As some friends glugged back a rather nice pale pink bottle over Easter they surprised me by professing that they “much preferred blush to rosé as it was less sweet.” An argument I had heard many times before, but in complete reverse, where blush is the sweeter option.

So what is the difference between blush and rose? Let’s put this to bed.

The terms ‘blush’ and ‘rosé’ both refer to wines that are neither red nor white, but somewhere in between.

There are essentially three ways of making a pink coloured wine, but however you go about it, juice is always clear, whatever the grape, it’s the skin that creates colour:

Vin Gris - Grey Wine

Very pale rosé wine. Red grapes are lightly pressed and that pressed juice is fermented (without skins) just like making white wine. The result is a very lightly coloured wine with an almost greyish hue and light flavours.

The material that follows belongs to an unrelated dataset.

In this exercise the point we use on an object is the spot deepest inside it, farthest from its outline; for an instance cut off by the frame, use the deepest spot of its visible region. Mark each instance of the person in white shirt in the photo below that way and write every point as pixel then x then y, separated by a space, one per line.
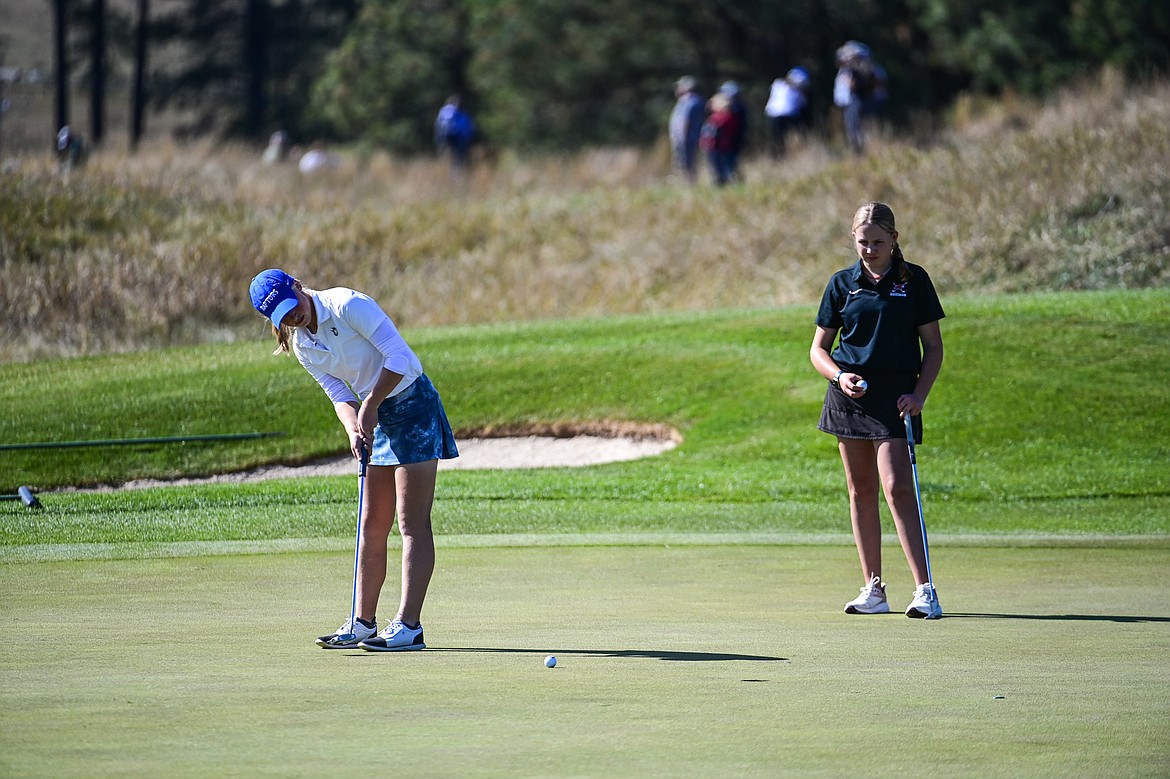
pixel 393 415
pixel 785 108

Saignée - the bleed method

Red wine grapes are crushed, but the juice and the skins remain together for a short time (2 hours to 2 days) until the desired shade of pink is achieved. A portion of the juice is “bled off” the skins. That juice is then fermented on its own and this becomes rosé. Side note – the juice that remains with the skins goes on to make a red wine.

Blending white wine and red wine together

Some people may consider this cheating but it is a method used for making the Champagne rosé and many new world rosé wines. You take a ready made white wine and you pour in a few splashes of red.


The term blush first showed up in the 80s when the Californians started making White Zinfandel. It’s thought that blush referred to the fact that as Zinfandel is such a dark red grape, the wine really did just get the slightest whiff, or ‘blush’ of contact with the skins. So as not to over flavour and colour them.

Like the Vin Gris method the juice would then be fermented away from the skins. This is probably where the reputation for blush being sweeter came from. Big red grapes like Zinfandel or Grenache get very ripe in the hot sun, producing more sugar, if not fully fermented to red wine ABVs like 14-15%, sugar would be left behind, making the wine sweet.

Today though blush can turn up next to the lightest and driest of grapes (like Pinot Grigio) and now more likely refers to the pale colour than the style of wine. Making blush & rosé basically interchangeable. (Sorry)

Like any wine, if you're unsure if it’s for you the colour will only help you so far. Take a look at the grapes and the region. Have a think about past pinks you’ve enjoyed and what the weather was likely to be in those regions. Pinks from similar climates are far more likely to deliver your preferred style than similar colours.